Feasibility of producing bio-ethanol from waste residues: A Canadian perspective: Feasibility of producing bio-ethanol from waste residues in Canada

Abstract

To date, the ethanol production industry in Canada is comprised mainly of small-scale plants producing ethanol primarily from agricultural crops as feedstocks. Research interests in the area of bio-ethanol production from organic waste materials emerged in the late 1980s. Significant advances in lignocellulosic material extraction and enzymatic hydrolysis have been reported in the last decade, however, continued research efforts are critical for the development of technically feasible and economically viable large-scale enzyme-based biomass-to-ethanol conversion processes which employ organic waste materials as alternative sources of feedstocks. The source of the lignocellulosic material, waste management practices and delignification procedures have a significant impact on the quantity and quality of delignified materials derived from these lignocellulosic feedstocks. The success of cellulose-to-ethanol conversion from lignocellulosic material feedstocks is generally a function of fibre pre-treatment, enzyme selection and operating conditions. These will differ depending on the source of the biomass feedstock. This paper illustrates the potential that Canada has to utilize its residual or waste biomass resources to provide a renewable and sustainable supply of bio-ethanol to help meet Canada's future energy needs.
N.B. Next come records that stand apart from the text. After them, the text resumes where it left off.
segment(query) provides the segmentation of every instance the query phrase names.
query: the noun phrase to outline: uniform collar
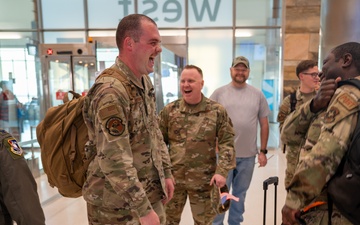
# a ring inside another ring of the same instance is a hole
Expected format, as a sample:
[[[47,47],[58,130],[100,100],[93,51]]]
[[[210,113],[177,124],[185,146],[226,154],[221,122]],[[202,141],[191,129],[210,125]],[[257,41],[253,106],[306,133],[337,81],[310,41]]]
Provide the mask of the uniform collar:
[[[201,101],[196,105],[187,104],[184,99],[180,100],[180,112],[199,113],[209,110],[208,99],[201,93]]]
[[[135,74],[130,70],[130,68],[123,61],[121,61],[121,59],[119,59],[119,57],[116,57],[115,64],[112,66],[112,68],[122,71],[133,84],[135,84],[141,89],[144,89],[144,85],[142,84],[143,77],[141,77],[141,79],[137,78]]]

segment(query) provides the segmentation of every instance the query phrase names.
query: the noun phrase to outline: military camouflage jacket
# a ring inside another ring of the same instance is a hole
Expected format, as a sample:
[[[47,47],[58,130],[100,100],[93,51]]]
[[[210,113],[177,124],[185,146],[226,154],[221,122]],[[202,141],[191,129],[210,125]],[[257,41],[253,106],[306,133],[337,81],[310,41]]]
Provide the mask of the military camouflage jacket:
[[[316,92],[311,92],[311,93],[302,93],[300,92],[300,88],[298,88],[296,90],[296,105],[295,108],[299,108],[300,105],[302,105],[304,102],[307,102],[309,100],[311,100],[314,96],[316,95]],[[286,119],[286,117],[291,113],[291,104],[290,104],[290,95],[286,96],[283,99],[283,102],[281,103],[280,107],[279,107],[279,113],[277,116],[277,122],[279,123],[279,129],[281,131],[282,126],[284,124],[284,121]]]
[[[113,70],[126,82],[100,77],[99,91],[86,97],[83,115],[97,155],[89,165],[84,199],[96,206],[133,210],[145,216],[165,196],[171,177],[167,147],[159,130],[155,93],[150,78],[139,80],[119,59]],[[105,88],[104,88],[105,87]]]
[[[281,133],[283,143],[294,145],[304,135],[306,138],[288,186],[287,206],[300,209],[320,196],[350,144],[359,100],[360,91],[344,85],[336,90],[326,112],[312,113],[309,101],[286,119]]]
[[[176,182],[209,185],[215,173],[226,178],[235,167],[234,131],[230,117],[219,103],[202,96],[199,104],[190,106],[178,99],[165,106],[159,117]]]
[[[295,109],[298,109],[304,102],[307,102],[311,100],[316,95],[316,92],[311,92],[304,94],[300,92],[300,88],[296,90],[296,105]],[[284,124],[284,121],[286,117],[291,113],[291,106],[290,106],[290,95],[286,96],[279,108],[279,114],[277,117],[277,121],[279,122],[279,129],[281,132],[282,126]],[[294,175],[294,171],[296,168],[296,165],[298,163],[299,159],[299,143],[296,143],[295,145],[287,144],[283,146],[286,148],[286,170],[285,170],[285,187],[287,187],[290,183],[290,180],[292,179]]]

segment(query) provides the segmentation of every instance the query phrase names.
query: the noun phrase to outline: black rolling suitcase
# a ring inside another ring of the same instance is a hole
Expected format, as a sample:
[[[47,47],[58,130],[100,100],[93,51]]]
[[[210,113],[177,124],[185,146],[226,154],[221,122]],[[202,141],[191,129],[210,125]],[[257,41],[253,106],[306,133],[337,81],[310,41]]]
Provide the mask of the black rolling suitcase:
[[[274,184],[275,187],[275,200],[274,200],[274,224],[276,225],[276,200],[277,200],[277,185],[279,184],[278,177],[269,177],[263,182],[264,189],[264,215],[263,215],[263,224],[266,224],[266,191],[270,184]]]

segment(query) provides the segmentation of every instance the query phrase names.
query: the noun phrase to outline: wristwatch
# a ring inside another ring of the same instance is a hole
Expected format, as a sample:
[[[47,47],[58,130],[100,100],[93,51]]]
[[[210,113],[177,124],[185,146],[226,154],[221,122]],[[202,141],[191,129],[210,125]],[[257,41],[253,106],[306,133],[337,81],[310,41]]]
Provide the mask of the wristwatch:
[[[260,149],[260,152],[264,153],[266,155],[268,153],[268,150],[267,149]]]

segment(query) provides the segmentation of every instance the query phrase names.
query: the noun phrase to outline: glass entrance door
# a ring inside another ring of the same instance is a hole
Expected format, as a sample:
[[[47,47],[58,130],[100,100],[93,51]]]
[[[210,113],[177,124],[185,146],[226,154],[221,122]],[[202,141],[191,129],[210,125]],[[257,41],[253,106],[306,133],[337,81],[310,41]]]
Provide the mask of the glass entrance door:
[[[96,58],[94,56],[73,56],[72,68],[72,90],[84,96],[95,82]]]
[[[40,54],[43,117],[48,108],[63,103],[68,91],[86,95],[95,81],[96,49],[93,43],[41,44]]]
[[[179,78],[185,61],[185,57],[162,46],[161,55],[155,62],[154,73],[149,74],[155,87],[158,112],[180,97]]]
[[[47,108],[62,104],[70,90],[86,95],[95,80],[95,65],[95,56],[47,56],[43,63]]]
[[[156,106],[159,112],[165,105],[181,97],[180,74],[187,62],[186,38],[184,35],[162,36],[162,52],[158,58],[153,79]]]

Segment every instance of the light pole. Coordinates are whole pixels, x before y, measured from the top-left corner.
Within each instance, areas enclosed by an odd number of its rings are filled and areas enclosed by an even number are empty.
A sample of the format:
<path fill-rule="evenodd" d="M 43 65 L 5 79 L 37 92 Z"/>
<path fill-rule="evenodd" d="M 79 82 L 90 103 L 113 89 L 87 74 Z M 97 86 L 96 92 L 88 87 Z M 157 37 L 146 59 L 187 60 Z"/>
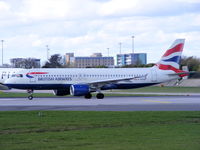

Canada could produce 5336 million L of bio-ethanol annually based on the recoverable fraction of crop residues generated in 2001. Based on bio-ethanol feasibility studies conducted on livestock manures and municipal biosolids and sludges, an estimated 6.22 Mt/year of sugar could be produced from this waste biomass for subsequent fermentation to bio-ethanol. The long-term benefits of using waste residues as lignocellulosic feedstocks will be to introduce a sustainable solid waste management strategy for a number of lignocellulosic waste materials; contribute to the mitigation in greenhouse gases through sustained carbon and nutrient recycling; reduce the potential for water, air, and soil contamination associated with the land application of organic waste materials; and to broaden the feedstock source of raw materials for the bio-ethanol production industry.